Only a limited number of passageways exists to cross some of the highest and most brutal mountains in all of Europe. The Greater Caucasus has for centuries been an almost insurmountable obstacle for armies, merchants, and travelers of all kinds. With peaks that reach more than 5,000 meters (16,404 feet), it's no surprise that it would take a monumental project to make it passable.
The route has been a passageway for travelers into ancient history. While not as developed as it is now, it has been road for mostly merchants since the early Georgian kingdoms.

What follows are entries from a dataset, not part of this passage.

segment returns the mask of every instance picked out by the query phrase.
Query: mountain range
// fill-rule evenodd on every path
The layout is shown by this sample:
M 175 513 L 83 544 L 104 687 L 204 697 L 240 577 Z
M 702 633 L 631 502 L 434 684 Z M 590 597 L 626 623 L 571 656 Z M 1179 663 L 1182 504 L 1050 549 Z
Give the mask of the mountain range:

Greek cartographer Strabo talks of this in his Geographica and Roman Pliny the Elder describes the mountain pass in his writings, lending to the history this road has in the region.

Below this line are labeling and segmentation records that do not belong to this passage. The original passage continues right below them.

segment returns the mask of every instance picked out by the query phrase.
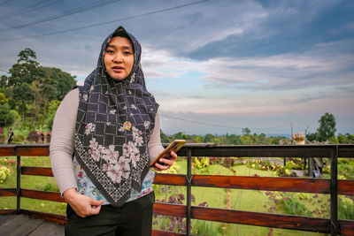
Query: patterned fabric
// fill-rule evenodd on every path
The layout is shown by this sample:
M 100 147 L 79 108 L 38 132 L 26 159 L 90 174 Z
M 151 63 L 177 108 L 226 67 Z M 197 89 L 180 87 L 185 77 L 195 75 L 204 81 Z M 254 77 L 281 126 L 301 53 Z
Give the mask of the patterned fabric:
M 131 189 L 140 192 L 149 172 L 148 142 L 158 104 L 145 88 L 141 46 L 129 36 L 135 53 L 130 74 L 122 80 L 105 72 L 104 56 L 113 34 L 104 42 L 96 68 L 79 87 L 74 155 L 94 185 L 114 207 L 123 205 Z M 127 123 L 128 122 L 128 123 Z M 131 124 L 125 129 L 124 124 Z
M 76 176 L 77 192 L 79 194 L 84 194 L 97 201 L 104 200 L 104 202 L 103 205 L 111 204 L 100 193 L 94 183 L 92 183 L 91 179 L 77 162 L 76 158 L 73 158 L 73 168 Z M 127 202 L 136 200 L 151 193 L 153 191 L 152 183 L 154 182 L 154 177 L 155 173 L 150 170 L 143 179 L 142 190 L 138 192 L 133 188 L 130 192 L 130 197 L 127 200 Z

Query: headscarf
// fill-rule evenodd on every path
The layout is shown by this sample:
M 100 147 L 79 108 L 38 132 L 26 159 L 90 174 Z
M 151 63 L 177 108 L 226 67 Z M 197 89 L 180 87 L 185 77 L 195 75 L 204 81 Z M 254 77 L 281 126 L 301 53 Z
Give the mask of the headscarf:
M 122 80 L 110 77 L 104 52 L 111 39 L 123 33 L 134 47 L 134 65 Z M 138 41 L 122 27 L 104 42 L 96 68 L 79 87 L 74 155 L 89 179 L 113 207 L 141 191 L 149 171 L 148 142 L 158 109 L 146 90 Z

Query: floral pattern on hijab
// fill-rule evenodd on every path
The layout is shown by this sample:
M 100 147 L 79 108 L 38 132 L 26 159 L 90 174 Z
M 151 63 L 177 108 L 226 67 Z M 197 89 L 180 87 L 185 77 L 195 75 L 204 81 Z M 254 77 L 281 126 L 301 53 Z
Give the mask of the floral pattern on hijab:
M 135 54 L 132 71 L 122 80 L 112 79 L 104 63 L 105 49 L 117 33 L 127 35 Z M 79 87 L 74 155 L 114 207 L 126 202 L 132 188 L 142 189 L 149 171 L 148 142 L 158 104 L 146 90 L 141 53 L 138 41 L 118 27 L 104 42 L 96 68 Z

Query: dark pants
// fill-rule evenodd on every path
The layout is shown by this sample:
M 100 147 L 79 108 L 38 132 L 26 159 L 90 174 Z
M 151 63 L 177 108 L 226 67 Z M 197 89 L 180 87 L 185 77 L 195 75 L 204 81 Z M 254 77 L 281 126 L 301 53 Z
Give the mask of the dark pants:
M 155 194 L 128 202 L 120 208 L 103 205 L 98 215 L 81 217 L 67 204 L 66 236 L 151 235 Z

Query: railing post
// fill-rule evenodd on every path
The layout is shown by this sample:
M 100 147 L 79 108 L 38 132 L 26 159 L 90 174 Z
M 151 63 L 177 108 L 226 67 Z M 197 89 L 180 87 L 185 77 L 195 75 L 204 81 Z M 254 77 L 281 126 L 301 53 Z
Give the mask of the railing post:
M 337 174 L 337 158 L 338 145 L 335 149 L 331 149 L 331 235 L 338 235 L 338 174 Z
M 17 156 L 17 187 L 16 187 L 16 210 L 19 213 L 21 209 L 21 156 Z
M 187 217 L 186 233 L 190 235 L 190 213 L 192 202 L 192 148 L 187 148 Z

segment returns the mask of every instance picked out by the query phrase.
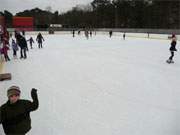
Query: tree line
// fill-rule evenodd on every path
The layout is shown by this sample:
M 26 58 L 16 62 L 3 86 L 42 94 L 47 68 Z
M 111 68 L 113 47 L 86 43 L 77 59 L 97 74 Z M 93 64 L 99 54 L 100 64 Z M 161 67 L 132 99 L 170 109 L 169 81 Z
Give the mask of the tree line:
M 12 27 L 12 14 L 1 12 Z M 15 16 L 34 17 L 36 28 L 62 24 L 68 28 L 180 28 L 179 0 L 93 0 L 65 13 L 35 8 Z

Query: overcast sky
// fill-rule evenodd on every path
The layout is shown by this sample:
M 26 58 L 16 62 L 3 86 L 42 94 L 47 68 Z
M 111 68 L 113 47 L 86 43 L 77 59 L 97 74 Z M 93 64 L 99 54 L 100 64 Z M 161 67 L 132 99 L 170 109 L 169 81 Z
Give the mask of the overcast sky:
M 8 10 L 15 14 L 26 9 L 39 7 L 46 9 L 51 6 L 52 11 L 65 12 L 79 4 L 88 4 L 93 0 L 0 0 L 0 11 Z

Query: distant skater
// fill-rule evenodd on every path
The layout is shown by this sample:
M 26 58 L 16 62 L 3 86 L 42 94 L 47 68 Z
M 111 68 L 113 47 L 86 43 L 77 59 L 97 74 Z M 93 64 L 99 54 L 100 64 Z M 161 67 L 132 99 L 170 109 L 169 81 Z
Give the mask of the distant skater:
M 177 38 L 176 35 L 173 34 L 172 35 L 172 41 L 171 41 L 171 46 L 169 48 L 171 56 L 169 57 L 169 59 L 166 61 L 167 63 L 174 63 L 173 61 L 173 57 L 174 57 L 174 52 L 177 51 L 176 49 L 176 44 L 177 44 Z
M 43 38 L 43 36 L 41 35 L 41 33 L 39 33 L 39 34 L 37 35 L 36 41 L 38 42 L 38 47 L 39 47 L 39 49 L 40 49 L 40 48 L 43 48 L 43 47 L 42 47 L 42 42 L 44 41 L 44 38 Z

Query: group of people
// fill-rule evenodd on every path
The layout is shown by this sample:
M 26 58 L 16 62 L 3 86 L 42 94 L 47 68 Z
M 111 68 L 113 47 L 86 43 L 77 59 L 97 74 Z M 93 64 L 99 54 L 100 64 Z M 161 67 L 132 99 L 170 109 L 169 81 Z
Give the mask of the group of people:
M 76 32 L 75 30 L 72 31 L 73 37 L 75 37 L 75 32 Z M 78 30 L 78 31 L 77 31 L 77 34 L 80 35 L 80 34 L 81 34 L 81 31 Z M 96 34 L 96 32 L 95 32 L 95 34 Z M 93 32 L 92 32 L 92 30 L 85 29 L 85 30 L 84 30 L 84 35 L 85 35 L 85 37 L 86 37 L 87 39 L 89 39 L 89 36 L 92 37 Z
M 11 43 L 10 43 L 10 38 Z M 42 48 L 42 43 L 44 41 L 44 38 L 41 33 L 37 35 L 36 41 L 38 43 L 38 47 Z M 15 31 L 15 39 L 12 38 L 12 36 L 1 36 L 1 42 L 0 42 L 0 55 L 2 59 L 2 55 L 4 55 L 4 60 L 5 61 L 10 61 L 8 51 L 10 48 L 13 50 L 13 57 L 17 58 L 17 51 L 20 48 L 20 59 L 26 59 L 27 54 L 26 52 L 29 50 L 28 49 L 28 43 L 30 43 L 30 48 L 33 49 L 33 43 L 34 40 L 32 37 L 30 39 L 26 40 L 25 38 L 25 32 L 23 31 L 22 34 L 20 32 Z

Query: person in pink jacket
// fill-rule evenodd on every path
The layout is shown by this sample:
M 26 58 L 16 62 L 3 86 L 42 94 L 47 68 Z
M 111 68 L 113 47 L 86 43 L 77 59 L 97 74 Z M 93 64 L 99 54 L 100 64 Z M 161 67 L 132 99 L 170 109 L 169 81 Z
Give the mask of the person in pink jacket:
M 5 61 L 10 61 L 9 59 L 9 56 L 8 56 L 8 50 L 9 50 L 9 47 L 8 45 L 5 43 L 5 41 L 3 41 L 3 48 L 1 49 L 2 53 L 4 54 L 4 58 L 5 58 Z

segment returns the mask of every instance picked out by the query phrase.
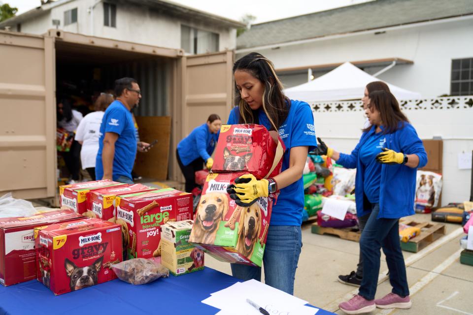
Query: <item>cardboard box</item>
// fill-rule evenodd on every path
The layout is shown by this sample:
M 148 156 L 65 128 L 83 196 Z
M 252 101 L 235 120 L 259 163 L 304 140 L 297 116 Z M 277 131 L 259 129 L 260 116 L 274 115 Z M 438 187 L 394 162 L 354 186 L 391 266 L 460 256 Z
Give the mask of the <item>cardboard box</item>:
M 212 171 L 247 172 L 258 179 L 281 171 L 285 148 L 276 131 L 259 125 L 223 125 Z M 278 157 L 275 161 L 275 157 Z
M 89 218 L 98 218 L 102 220 L 113 218 L 116 216 L 115 197 L 117 195 L 129 195 L 156 190 L 140 184 L 113 186 L 89 191 L 87 194 L 87 211 L 84 215 Z
M 108 180 L 79 183 L 59 187 L 59 202 L 61 208 L 68 208 L 79 214 L 87 211 L 87 193 L 94 189 L 125 184 Z
M 203 270 L 203 251 L 189 243 L 193 223 L 186 220 L 161 226 L 161 263 L 174 276 Z
M 161 256 L 160 226 L 193 219 L 192 194 L 172 188 L 117 196 L 116 205 L 129 258 Z
M 227 187 L 244 174 L 209 174 L 189 242 L 229 262 L 261 267 L 275 196 L 260 198 L 250 207 L 237 205 L 227 193 Z
M 86 218 L 36 228 L 38 281 L 57 295 L 116 279 L 110 267 L 122 261 L 121 230 Z
M 72 210 L 58 210 L 0 219 L 0 283 L 6 286 L 36 278 L 35 227 L 80 218 Z

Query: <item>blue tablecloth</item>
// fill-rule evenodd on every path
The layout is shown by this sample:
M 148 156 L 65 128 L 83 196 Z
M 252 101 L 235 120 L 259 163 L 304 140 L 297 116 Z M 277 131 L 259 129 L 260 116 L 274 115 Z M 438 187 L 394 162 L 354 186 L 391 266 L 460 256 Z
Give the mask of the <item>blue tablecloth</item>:
M 201 301 L 238 280 L 206 267 L 179 277 L 170 275 L 150 284 L 133 285 L 119 280 L 55 296 L 36 280 L 0 285 L 0 315 L 34 314 L 215 314 L 219 310 Z M 333 314 L 320 310 L 317 315 Z

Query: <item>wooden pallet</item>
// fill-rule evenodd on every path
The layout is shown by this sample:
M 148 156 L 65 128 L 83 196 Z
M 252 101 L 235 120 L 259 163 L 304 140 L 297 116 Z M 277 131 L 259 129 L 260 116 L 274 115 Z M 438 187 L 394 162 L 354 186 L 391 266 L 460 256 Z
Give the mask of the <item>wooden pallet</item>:
M 326 234 L 335 235 L 341 239 L 354 242 L 359 242 L 360 237 L 361 236 L 360 231 L 354 229 L 324 227 L 319 226 L 316 222 L 312 224 L 312 232 L 321 235 Z
M 420 234 L 407 243 L 401 242 L 403 251 L 417 252 L 445 235 L 445 224 L 430 222 L 415 222 L 413 220 L 400 221 L 400 223 L 420 228 Z

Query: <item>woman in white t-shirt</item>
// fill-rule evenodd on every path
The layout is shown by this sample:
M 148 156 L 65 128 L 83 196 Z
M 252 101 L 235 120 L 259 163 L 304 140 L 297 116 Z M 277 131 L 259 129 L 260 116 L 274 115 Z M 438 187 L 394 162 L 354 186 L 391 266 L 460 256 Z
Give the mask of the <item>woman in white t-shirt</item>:
M 75 140 L 82 145 L 80 160 L 82 169 L 87 170 L 93 181 L 95 179 L 95 160 L 99 151 L 100 125 L 103 113 L 115 97 L 111 94 L 101 93 L 95 101 L 95 110 L 81 121 L 75 134 Z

Throughout the middle ages, it served as a trade route as well as an invasion route for Chechen and Dagestani tribes into Khevsureti. Mongol hordes in the 13th century used this route to claim much of the land, bringing the kingdom of Georgia into the fold of Mongolian generals Subutai and Jebe.
However, it wasn't until the late 18th century that it would begin to see its construction into a modern thoroughfare. Gottlob Heinrich Curt von Tottleben, a German-born Russian general, was one of the first to pioneer into the mountain pass. His army crossed through the Darial Pass to help fight off an Ottoman force in the south of Georgia.

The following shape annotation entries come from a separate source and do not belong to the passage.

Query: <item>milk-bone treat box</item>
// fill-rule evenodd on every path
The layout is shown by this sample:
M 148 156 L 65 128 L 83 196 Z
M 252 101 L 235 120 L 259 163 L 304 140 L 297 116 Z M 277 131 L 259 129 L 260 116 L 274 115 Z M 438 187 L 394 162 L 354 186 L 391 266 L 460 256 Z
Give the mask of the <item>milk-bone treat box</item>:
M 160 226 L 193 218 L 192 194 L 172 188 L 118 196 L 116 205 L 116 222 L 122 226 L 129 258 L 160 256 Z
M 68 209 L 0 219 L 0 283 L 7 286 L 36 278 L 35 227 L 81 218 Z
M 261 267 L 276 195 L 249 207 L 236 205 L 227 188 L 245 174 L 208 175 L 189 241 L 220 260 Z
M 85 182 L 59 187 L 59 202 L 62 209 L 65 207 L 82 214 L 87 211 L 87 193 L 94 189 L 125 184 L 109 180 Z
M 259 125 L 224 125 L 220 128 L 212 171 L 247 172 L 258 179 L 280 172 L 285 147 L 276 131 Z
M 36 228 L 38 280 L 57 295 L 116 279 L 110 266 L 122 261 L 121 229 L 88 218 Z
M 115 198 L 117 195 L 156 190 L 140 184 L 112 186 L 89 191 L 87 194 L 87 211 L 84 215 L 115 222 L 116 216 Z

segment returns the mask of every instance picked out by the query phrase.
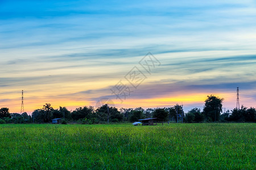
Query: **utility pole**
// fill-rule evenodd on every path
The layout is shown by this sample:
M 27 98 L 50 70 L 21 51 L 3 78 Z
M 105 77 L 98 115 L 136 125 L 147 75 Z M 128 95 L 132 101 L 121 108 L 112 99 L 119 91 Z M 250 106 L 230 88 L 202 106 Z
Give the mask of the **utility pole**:
M 182 104 L 181 123 L 183 124 L 183 104 Z
M 240 109 L 240 104 L 239 104 L 239 89 L 237 89 L 237 109 Z
M 20 114 L 23 113 L 24 112 L 24 103 L 23 103 L 23 90 L 22 91 L 22 105 L 20 108 Z
M 108 124 L 109 123 L 109 104 L 107 104 L 107 109 L 108 109 Z

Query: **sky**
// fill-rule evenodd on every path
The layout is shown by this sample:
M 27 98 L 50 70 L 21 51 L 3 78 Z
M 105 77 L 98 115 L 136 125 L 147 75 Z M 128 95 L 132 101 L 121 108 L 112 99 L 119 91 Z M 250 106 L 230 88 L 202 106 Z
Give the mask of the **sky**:
M 256 107 L 255 1 L 0 0 L 0 107 Z

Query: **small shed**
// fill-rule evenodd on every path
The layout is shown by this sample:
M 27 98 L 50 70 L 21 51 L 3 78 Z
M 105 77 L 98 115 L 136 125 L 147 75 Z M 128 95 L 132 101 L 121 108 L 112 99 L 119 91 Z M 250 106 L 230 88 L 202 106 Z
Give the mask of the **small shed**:
M 134 126 L 138 126 L 139 124 L 142 124 L 142 123 L 141 122 L 135 122 L 133 124 Z
M 157 118 L 147 118 L 144 119 L 140 119 L 139 121 L 142 122 L 142 126 L 145 125 L 157 125 Z
M 52 123 L 53 124 L 59 124 L 59 123 L 60 123 L 60 120 L 61 120 L 61 118 L 57 118 L 52 119 Z

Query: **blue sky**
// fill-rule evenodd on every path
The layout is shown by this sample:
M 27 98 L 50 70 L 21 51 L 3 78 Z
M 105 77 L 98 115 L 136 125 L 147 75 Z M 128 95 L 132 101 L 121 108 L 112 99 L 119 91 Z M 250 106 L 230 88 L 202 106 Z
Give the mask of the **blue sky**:
M 102 97 L 118 107 L 182 102 L 188 110 L 210 94 L 232 109 L 240 87 L 241 103 L 255 107 L 255 5 L 0 1 L 0 106 L 18 112 L 24 90 L 28 112 L 45 103 L 71 109 Z M 109 89 L 148 52 L 161 66 L 120 104 Z

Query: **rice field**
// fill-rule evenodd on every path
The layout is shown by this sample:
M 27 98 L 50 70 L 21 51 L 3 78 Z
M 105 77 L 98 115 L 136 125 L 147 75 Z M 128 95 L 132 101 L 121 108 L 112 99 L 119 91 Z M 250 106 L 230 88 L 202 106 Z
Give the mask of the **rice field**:
M 256 124 L 0 125 L 0 169 L 256 167 Z

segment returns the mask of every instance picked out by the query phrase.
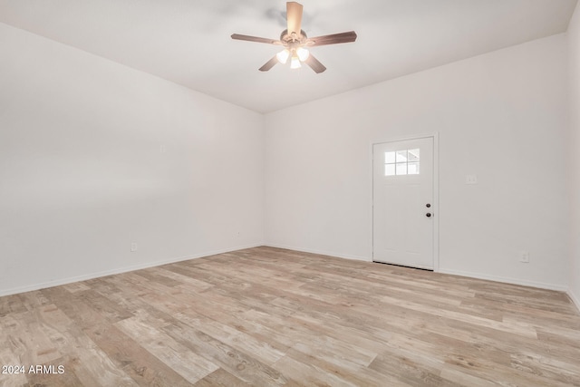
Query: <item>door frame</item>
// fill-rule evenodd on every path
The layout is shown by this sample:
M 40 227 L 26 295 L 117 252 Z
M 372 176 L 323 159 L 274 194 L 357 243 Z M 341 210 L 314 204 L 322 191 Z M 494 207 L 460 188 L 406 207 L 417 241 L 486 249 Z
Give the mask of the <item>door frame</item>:
M 386 142 L 399 142 L 399 141 L 407 141 L 412 140 L 420 140 L 431 138 L 433 139 L 433 204 L 432 204 L 432 213 L 433 217 L 433 271 L 439 272 L 439 132 L 434 132 L 431 134 L 423 134 L 423 135 L 415 135 L 415 136 L 408 136 L 408 137 L 394 137 L 388 138 L 385 140 L 374 140 L 370 145 L 370 166 L 371 166 L 371 184 L 370 184 L 370 197 L 371 197 L 371 205 L 369 206 L 371 211 L 371 261 L 372 262 L 372 258 L 374 256 L 374 164 L 373 164 L 373 154 L 374 154 L 374 145 L 383 144 Z

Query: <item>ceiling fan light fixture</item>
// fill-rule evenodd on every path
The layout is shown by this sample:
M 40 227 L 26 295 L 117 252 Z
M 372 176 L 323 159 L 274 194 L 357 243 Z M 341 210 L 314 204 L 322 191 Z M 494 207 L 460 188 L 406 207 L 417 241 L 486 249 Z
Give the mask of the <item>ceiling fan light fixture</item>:
M 276 54 L 276 58 L 282 64 L 285 64 L 286 62 L 288 62 L 288 57 L 289 56 L 290 56 L 290 52 L 285 48 Z
M 302 64 L 300 64 L 300 58 L 298 58 L 298 55 L 292 55 L 292 59 L 290 60 L 290 68 L 299 69 L 300 67 L 302 67 Z
M 300 62 L 304 62 L 310 56 L 310 52 L 304 47 L 298 47 L 296 50 L 296 55 L 298 55 L 298 59 Z

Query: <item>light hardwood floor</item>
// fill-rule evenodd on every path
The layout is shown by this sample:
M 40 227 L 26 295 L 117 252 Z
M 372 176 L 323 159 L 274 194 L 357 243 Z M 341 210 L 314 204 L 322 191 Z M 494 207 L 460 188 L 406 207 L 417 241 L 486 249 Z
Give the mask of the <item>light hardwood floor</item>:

Following the Treaty of Georgievsk, the road became the primary route into the new protectorate of the Russian Empire. As this treaty removed any dependence on Persia from the Georgian Kingdom of Kartli-Kakheti, the road was firmly established as an economic thoroughfare.
It became more modernized under the brutal rule of Russian General Aleksey Petrovich Yermolov. When asked why it was so necessary to be harsh on the Caucasian peoples, he replied to the Tsar, "I desire that the terror of my name shall guard our frontiers more potently than chains or fortresses." Despite this, he was instrumental in making the surface and width of the road for mass transportation of troops, supplies, and the increase of commercial traffic.
This road grew from the immense military importance with the Russian wars against Persian, enemy Caucasian, and Circassian tribes during the Caucasian War (1817-1864), the Russo-Circassian War (1763-1864), and the Murid War (1817–1864). Into the 20th century, the road played a principal role in the social, economic, and cultural development of Georgia and the rest of the South Caucasus.
In the 20th century, with the advent of automobiles, the road became a paved highway capable of transporting thousands of tons of goods. However, the new construction brought new hazards. Continuous drilling and advanced modernization threatened the stability of the rock faces that the road was hewn from. Landslides and rockfalls are a common problem for the government authorities tasked with upkeep of the road.
As a military road, it has largely diminished in importance due to modern equipment, technology, and tactics. Tracked and heavily armored vehicles are not able to traverse the road safely, being vulnerable to ambush and roadblocks. Today, the majority of issues stem from large transport carriers navigating the narrow mountain road.
While it is primarily a trade route for Georgia and Armenia to Russia, it is still an impressive region of the country. Along with several locations along its length, the road itself offers tourists impressive views of the vast Greater Caucasus Mountains. Its jagged peaks, remote monasteries, and largely untouched beauty give visitors a look into the eyes of an ancient Georgian merchant.